2
votes

I am planning to use Azure Data factory for creating backup of Azure Tables storage. The entities in my Azure Table could change their schema. Is there a way Azure Pipeline could handle this without a manual intervention everytime schema changes ?

Eg : Let first entry be

  <entry>
    <content type="application/xml">
      <m:properties>
        <d:PartitionKey>P1</d:PartitionKey>
        <d:RowKey>R1</d:RowKey>
        <d:Timestamp m:type="Edm.DateTime">2017-05-22T20:37:34.8743000Z</d:Timestamp>
        <d:IsDefault m:type="Edm.Boolean">False</d:IsDefault>
      </m:properties>
    </content>
  </entry>

While another entry could be :

  <entry>
    <content type="application/xml">
      <m:properties>
        <d:PartitionKey>P2</d:PartitionKey>
        <d:RowKey>R2</d:RowKey>
        <d:Timestamp m:type="Edm.DateTime">2017-05-22T20:37:34.8743000Z</d:Timestamp>
        <d:IsDefault m:type="Edm.Boolean">False</d:IsDefault>
        **<d:IsTest m:type="Edm.Boolean">False</d:IsTest>**
      </m:properties>
    </content>
  </entry>

I don't want to change my Dataset everytime a entity change.

According to doc : https://docs.microsoft.com/en-us/azure/data-factory/data-factory-faq

If the structure and jsonPathDefinition are not defined in the Data Factory dataset, the Copy Activity detects the schema from the first object and flatten the whole object.

Is their a workaround to this problem.

1

1 Answers

0
votes

The entities in my Azure Table could change their schema. Is there a way Azure Pipeline could handle this without a manual intervention everytime schema changes ?

In this article, we could find that for schema-free data stores such as Azure Table, the Data Factory service infers the schema in one of the following ways:

1. If you specify the structure of data by using the structure property in the dataset definition, the Data Factory service honors this structure as the schema.
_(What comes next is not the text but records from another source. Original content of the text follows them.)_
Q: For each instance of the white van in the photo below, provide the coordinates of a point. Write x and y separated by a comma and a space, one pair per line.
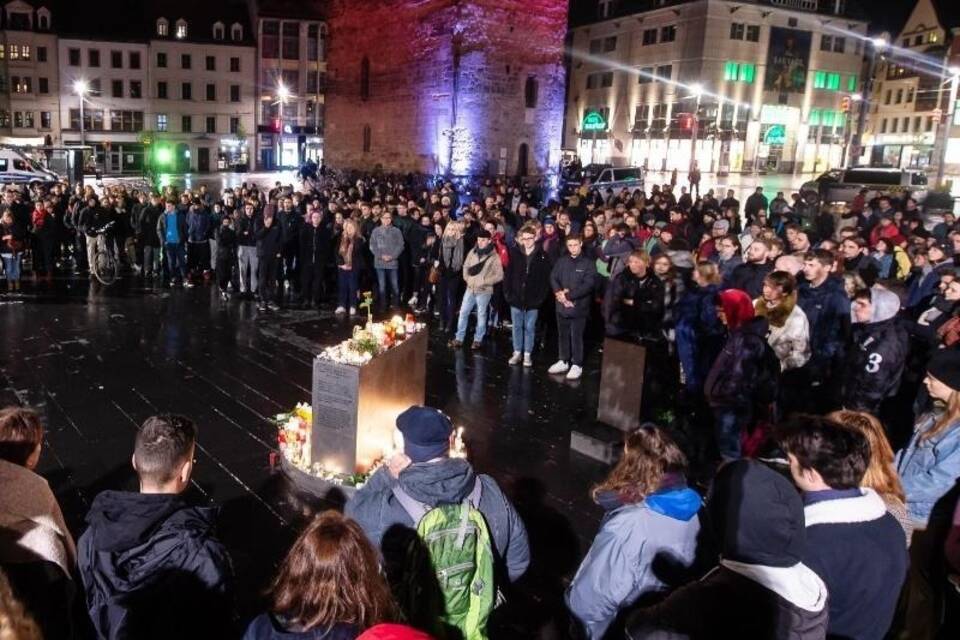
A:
16, 168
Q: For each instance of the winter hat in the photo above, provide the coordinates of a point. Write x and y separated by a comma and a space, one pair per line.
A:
426, 433
945, 367
393, 632
757, 515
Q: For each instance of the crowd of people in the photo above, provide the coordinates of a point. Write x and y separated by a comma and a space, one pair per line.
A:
801, 362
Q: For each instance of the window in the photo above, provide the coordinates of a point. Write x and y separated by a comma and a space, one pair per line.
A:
530, 93
365, 79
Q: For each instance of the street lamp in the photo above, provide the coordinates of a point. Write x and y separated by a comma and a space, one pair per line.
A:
282, 94
697, 92
81, 88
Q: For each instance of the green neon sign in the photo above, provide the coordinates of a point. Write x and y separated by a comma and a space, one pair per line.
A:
777, 134
594, 121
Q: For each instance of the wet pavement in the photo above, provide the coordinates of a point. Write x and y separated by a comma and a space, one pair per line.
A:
97, 361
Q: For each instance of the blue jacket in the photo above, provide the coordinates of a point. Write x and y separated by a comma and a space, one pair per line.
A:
929, 468
623, 564
379, 513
In this case, if a row does not contain a value for a column, a null value is provided for it.

2. If you don't specify the structure of data by using the structure property in the dataset definition, Data Factory infers the schema by using the first row in the data. In this case, if the first row does not contain the full schema, some columns are missed in the result of copy operation.

If you do not want to manually and explicitly specify the structure property in the dataset definition, you could store/update the table schema in another table or blob when schema changes, and then you could create custom activity by using .NET SDK and dynamically&programmatically define structure property based on the stored schema when you create datasets.